Когда речь идет о смерти, обычно говорят, что труднее всего тем, кто остается, но, как выяснилось, тому, кто умер, тоже тяжело.

Очень тяжело.

Все время, что я провел внизу, я проплакал. Я до сих пор совершенно потрясен и даже отошел от берега, чтобы, прислонившись к большому дереву, попытаться успокоиться и прийти в себя после всего этого.

Надо сказать, что церемония продлилась дольше, чем было запланировано. Странно, в таких обстоятельствах время бежит быстро. Потому что прощание с умершим — это постоянно возобновляющееся горе: приходит новый человек — родственник, друг, знакомый, которого вы за долгие годы уже почти забыли, и вот он начинает плакать, и вы плачете вместе с ним, как в первый раз. Лео реагировал точно так же, как и я: каждый раз вновь прибывший пробуждал своей болью его уже чуть было утихшую боль.

С ума сойти: я целый день оплакивал сам себя, сочувствуя чужому горю. Как будто мое мертвое тело принадлежало не мне, а кому-то другому — другу, члену семьи. Кому-то, кого я любил.

Я заметил еще одну удивительную вещь: люди оплакивают вас именно так, как они вас любили.

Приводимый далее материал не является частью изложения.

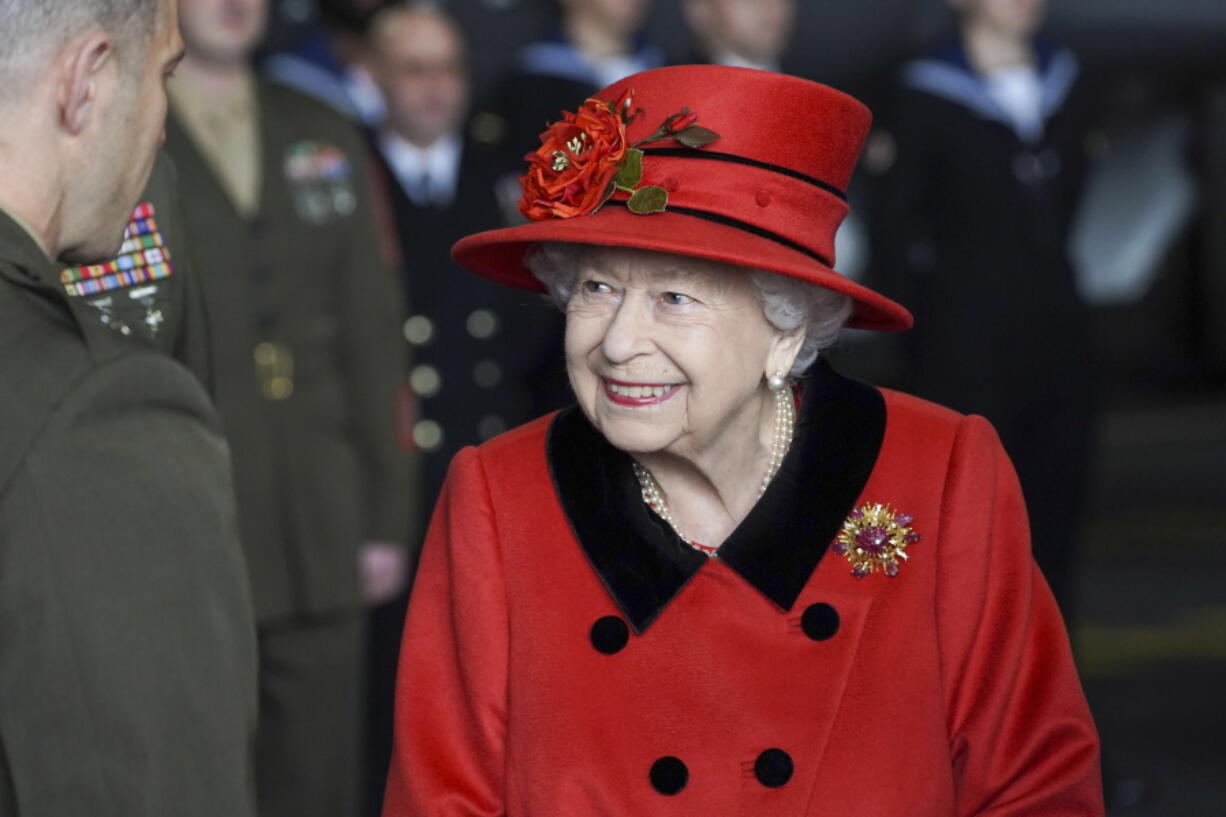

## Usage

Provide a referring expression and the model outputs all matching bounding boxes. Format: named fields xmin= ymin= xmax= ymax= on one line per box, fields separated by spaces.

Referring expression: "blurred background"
xmin=253 ymin=0 xmax=1226 ymax=817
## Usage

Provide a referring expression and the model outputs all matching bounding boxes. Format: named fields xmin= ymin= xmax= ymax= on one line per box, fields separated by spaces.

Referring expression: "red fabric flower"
xmin=520 ymin=93 xmax=629 ymax=221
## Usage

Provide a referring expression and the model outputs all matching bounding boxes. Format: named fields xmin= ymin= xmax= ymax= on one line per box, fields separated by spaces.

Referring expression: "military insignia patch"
xmin=60 ymin=202 xmax=174 ymax=298
xmin=60 ymin=202 xmax=174 ymax=339
xmin=284 ymin=140 xmax=358 ymax=224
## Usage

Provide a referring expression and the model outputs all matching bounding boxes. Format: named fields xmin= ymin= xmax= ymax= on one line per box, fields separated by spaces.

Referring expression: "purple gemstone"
xmin=856 ymin=525 xmax=890 ymax=554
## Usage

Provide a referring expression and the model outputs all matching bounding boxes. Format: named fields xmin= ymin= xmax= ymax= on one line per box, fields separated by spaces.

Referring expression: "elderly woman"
xmin=385 ymin=66 xmax=1102 ymax=817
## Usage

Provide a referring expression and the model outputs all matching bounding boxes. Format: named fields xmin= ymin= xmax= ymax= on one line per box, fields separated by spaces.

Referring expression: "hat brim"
xmin=451 ymin=206 xmax=913 ymax=331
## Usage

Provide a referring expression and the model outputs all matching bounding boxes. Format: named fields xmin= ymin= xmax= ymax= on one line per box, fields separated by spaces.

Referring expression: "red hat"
xmin=452 ymin=65 xmax=912 ymax=331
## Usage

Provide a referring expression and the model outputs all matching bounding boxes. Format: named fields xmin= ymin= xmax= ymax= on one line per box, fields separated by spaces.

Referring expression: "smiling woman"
xmin=385 ymin=66 xmax=1102 ymax=817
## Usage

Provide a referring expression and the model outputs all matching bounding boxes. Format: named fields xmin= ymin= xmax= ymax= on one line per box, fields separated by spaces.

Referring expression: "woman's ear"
xmin=59 ymin=31 xmax=113 ymax=136
xmin=766 ymin=326 xmax=804 ymax=378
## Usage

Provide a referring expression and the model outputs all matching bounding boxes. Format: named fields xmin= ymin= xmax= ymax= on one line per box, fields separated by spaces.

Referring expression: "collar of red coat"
xmin=548 ymin=362 xmax=885 ymax=633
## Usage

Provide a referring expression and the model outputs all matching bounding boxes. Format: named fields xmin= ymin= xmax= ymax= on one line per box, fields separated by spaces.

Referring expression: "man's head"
xmin=685 ymin=0 xmax=796 ymax=65
xmin=369 ymin=2 xmax=468 ymax=147
xmin=558 ymin=0 xmax=650 ymax=38
xmin=949 ymin=0 xmax=1047 ymax=38
xmin=0 ymin=0 xmax=183 ymax=263
xmin=179 ymin=0 xmax=268 ymax=69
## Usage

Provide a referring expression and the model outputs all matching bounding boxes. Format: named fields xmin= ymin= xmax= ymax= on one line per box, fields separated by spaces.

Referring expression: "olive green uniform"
xmin=167 ymin=82 xmax=414 ymax=817
xmin=0 ymin=198 xmax=256 ymax=817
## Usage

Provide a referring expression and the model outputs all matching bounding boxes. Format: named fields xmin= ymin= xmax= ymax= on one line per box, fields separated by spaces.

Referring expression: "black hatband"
xmin=604 ymin=200 xmax=834 ymax=269
xmin=640 ymin=147 xmax=847 ymax=201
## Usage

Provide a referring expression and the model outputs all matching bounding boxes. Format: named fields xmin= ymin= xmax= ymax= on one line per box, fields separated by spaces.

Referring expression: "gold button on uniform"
xmin=465 ymin=309 xmax=498 ymax=340
xmin=251 ymin=341 xmax=294 ymax=400
xmin=405 ymin=315 xmax=434 ymax=346
xmin=413 ymin=420 xmax=443 ymax=451
xmin=408 ymin=363 xmax=443 ymax=397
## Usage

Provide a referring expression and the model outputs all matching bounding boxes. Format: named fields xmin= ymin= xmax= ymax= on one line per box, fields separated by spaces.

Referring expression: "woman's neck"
xmin=635 ymin=388 xmax=775 ymax=546
xmin=962 ymin=20 xmax=1035 ymax=74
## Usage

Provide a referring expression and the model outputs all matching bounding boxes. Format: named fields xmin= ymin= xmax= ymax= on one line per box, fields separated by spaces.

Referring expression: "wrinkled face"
xmin=63 ymin=0 xmax=183 ymax=264
xmin=706 ymin=0 xmax=796 ymax=63
xmin=371 ymin=12 xmax=468 ymax=147
xmin=956 ymin=0 xmax=1047 ymax=37
xmin=179 ymin=0 xmax=267 ymax=65
xmin=566 ymin=248 xmax=794 ymax=455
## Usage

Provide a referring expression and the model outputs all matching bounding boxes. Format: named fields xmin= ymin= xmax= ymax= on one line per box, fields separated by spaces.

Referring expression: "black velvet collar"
xmin=547 ymin=362 xmax=885 ymax=633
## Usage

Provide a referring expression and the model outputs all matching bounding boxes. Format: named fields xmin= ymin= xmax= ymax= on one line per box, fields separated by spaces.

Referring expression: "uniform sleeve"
xmin=0 ymin=356 xmax=256 ymax=817
xmin=341 ymin=130 xmax=417 ymax=542
xmin=384 ymin=448 xmax=509 ymax=817
xmin=938 ymin=417 xmax=1103 ymax=817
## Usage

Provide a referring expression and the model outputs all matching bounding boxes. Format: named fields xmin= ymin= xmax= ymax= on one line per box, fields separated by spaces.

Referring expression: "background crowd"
xmin=0 ymin=0 xmax=1226 ymax=817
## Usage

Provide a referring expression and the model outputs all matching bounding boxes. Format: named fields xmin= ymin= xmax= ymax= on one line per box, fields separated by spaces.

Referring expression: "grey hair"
xmin=0 ymin=0 xmax=162 ymax=102
xmin=524 ymin=242 xmax=853 ymax=378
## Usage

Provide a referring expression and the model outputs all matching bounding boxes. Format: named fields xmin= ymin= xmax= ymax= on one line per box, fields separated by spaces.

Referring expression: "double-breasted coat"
xmin=384 ymin=367 xmax=1102 ymax=817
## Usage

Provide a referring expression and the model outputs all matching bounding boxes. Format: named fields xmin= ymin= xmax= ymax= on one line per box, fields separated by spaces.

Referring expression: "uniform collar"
xmin=0 ymin=207 xmax=58 ymax=287
xmin=547 ymin=362 xmax=885 ymax=633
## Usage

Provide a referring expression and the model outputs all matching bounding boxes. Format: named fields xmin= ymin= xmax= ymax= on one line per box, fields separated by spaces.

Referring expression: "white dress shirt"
xmin=379 ymin=128 xmax=461 ymax=207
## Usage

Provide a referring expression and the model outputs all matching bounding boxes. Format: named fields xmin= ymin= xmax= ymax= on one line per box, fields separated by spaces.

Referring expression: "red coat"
xmin=384 ymin=369 xmax=1102 ymax=817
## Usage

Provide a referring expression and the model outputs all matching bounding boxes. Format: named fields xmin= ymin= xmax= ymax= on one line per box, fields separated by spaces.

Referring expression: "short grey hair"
xmin=524 ymin=242 xmax=853 ymax=378
xmin=0 ymin=0 xmax=158 ymax=102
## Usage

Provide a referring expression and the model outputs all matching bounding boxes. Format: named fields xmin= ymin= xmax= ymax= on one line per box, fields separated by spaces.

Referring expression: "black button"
xmin=591 ymin=616 xmax=630 ymax=655
xmin=801 ymin=601 xmax=839 ymax=642
xmin=651 ymin=757 xmax=689 ymax=795
xmin=754 ymin=750 xmax=793 ymax=789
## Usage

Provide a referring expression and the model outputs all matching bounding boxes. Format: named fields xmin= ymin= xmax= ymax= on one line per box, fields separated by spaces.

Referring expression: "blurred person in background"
xmin=0 ymin=0 xmax=256 ymax=817
xmin=473 ymin=0 xmax=664 ymax=180
xmin=385 ymin=65 xmax=1102 ymax=817
xmin=167 ymin=0 xmax=412 ymax=817
xmin=874 ymin=0 xmax=1097 ymax=615
xmin=683 ymin=0 xmax=796 ymax=74
xmin=262 ymin=0 xmax=389 ymax=126
xmin=357 ymin=2 xmax=566 ymax=813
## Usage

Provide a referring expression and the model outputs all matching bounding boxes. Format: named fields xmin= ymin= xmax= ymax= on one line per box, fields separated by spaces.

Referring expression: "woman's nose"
xmin=601 ymin=297 xmax=651 ymax=363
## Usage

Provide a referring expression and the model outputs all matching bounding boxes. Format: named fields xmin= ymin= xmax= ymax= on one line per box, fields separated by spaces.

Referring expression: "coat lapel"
xmin=547 ymin=362 xmax=885 ymax=633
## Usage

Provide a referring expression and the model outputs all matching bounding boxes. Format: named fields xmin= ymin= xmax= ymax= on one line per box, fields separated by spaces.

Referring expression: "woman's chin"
xmin=593 ymin=410 xmax=678 ymax=454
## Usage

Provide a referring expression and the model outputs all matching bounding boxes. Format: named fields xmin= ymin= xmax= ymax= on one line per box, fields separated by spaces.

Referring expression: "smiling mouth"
xmin=602 ymin=378 xmax=682 ymax=406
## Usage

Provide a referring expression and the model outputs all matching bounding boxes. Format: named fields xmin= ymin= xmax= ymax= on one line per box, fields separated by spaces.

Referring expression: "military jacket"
xmin=0 ymin=208 xmax=256 ymax=817
xmin=167 ymin=82 xmax=413 ymax=621
xmin=60 ymin=151 xmax=211 ymax=388
xmin=384 ymin=370 xmax=1102 ymax=817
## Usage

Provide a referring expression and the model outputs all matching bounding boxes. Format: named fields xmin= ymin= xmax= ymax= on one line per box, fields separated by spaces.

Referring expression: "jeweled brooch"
xmin=831 ymin=502 xmax=922 ymax=579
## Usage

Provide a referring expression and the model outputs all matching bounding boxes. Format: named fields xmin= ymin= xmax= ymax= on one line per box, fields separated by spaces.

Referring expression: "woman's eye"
xmin=584 ymin=281 xmax=613 ymax=294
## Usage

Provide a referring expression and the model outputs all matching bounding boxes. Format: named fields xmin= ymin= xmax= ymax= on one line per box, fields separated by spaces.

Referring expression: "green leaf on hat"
xmin=674 ymin=125 xmax=720 ymax=147
xmin=613 ymin=147 xmax=642 ymax=190
xmin=625 ymin=185 xmax=668 ymax=216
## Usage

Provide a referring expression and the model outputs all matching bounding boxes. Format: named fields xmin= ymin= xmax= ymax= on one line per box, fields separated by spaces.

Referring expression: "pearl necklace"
xmin=634 ymin=386 xmax=796 ymax=556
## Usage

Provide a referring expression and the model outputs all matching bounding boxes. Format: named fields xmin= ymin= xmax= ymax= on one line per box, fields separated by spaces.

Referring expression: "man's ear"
xmin=59 ymin=31 xmax=114 ymax=135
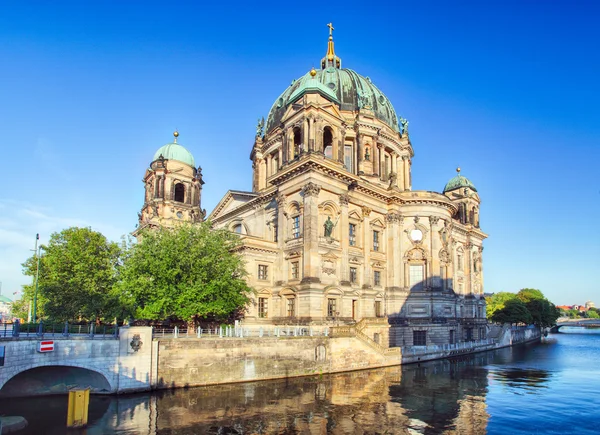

У каждого горе проявляется по-своему, и связано это не только с тем, кем вы были для этого человека при жизни, но и с тем, кем был он, когда любил вас.

Наблюдая за потоками проливаемых по мне слез, я отметил несколько различных видов горя.

Прежде всего, бывают, конечно, слезы безусловные, они содержат в себе все, потому что вы всегда были частью жизни тех, кто их проливает. Эти слезы, конечно, встречаются реже всего; в первую очередь это слезы ваших детей. А также близких друзей: я очень удивился, когда пришел Рене, несмотря на свои восемьдесят четыре года, мой Рене, тот самый, благодаря кому я получил свою первую работу — в секс-шопе, тот самый, кто мне всегда помогал — делом или советом, кто всегда был рядом, кто помог мне подняться, когда я покатился вниз после Алисы. Человек, который был мне ближе отца, хотя сам он никогда не имел детей. Я не видел его с тех пор, как он, выйдя на пенсию, уехал в Испанию. Время сделало, конечно, свое дело, и мне странно было увидеть его таким стариком; когда он вошел в полумрак спальни и застыл перед моим неподвижным телом, я испугался, что его изношенное сердце не выдержит. На несколько секунд он перестал дышать, а потом принялся оплакивать меня, как оплакивают сына. А я, глядя на него, такого заплаканного, такого несчастного, плакал вместе с ним. Мне так хотелось в последний раз положить руку ему на плечо, сказать «спасибо», просто «спасибо».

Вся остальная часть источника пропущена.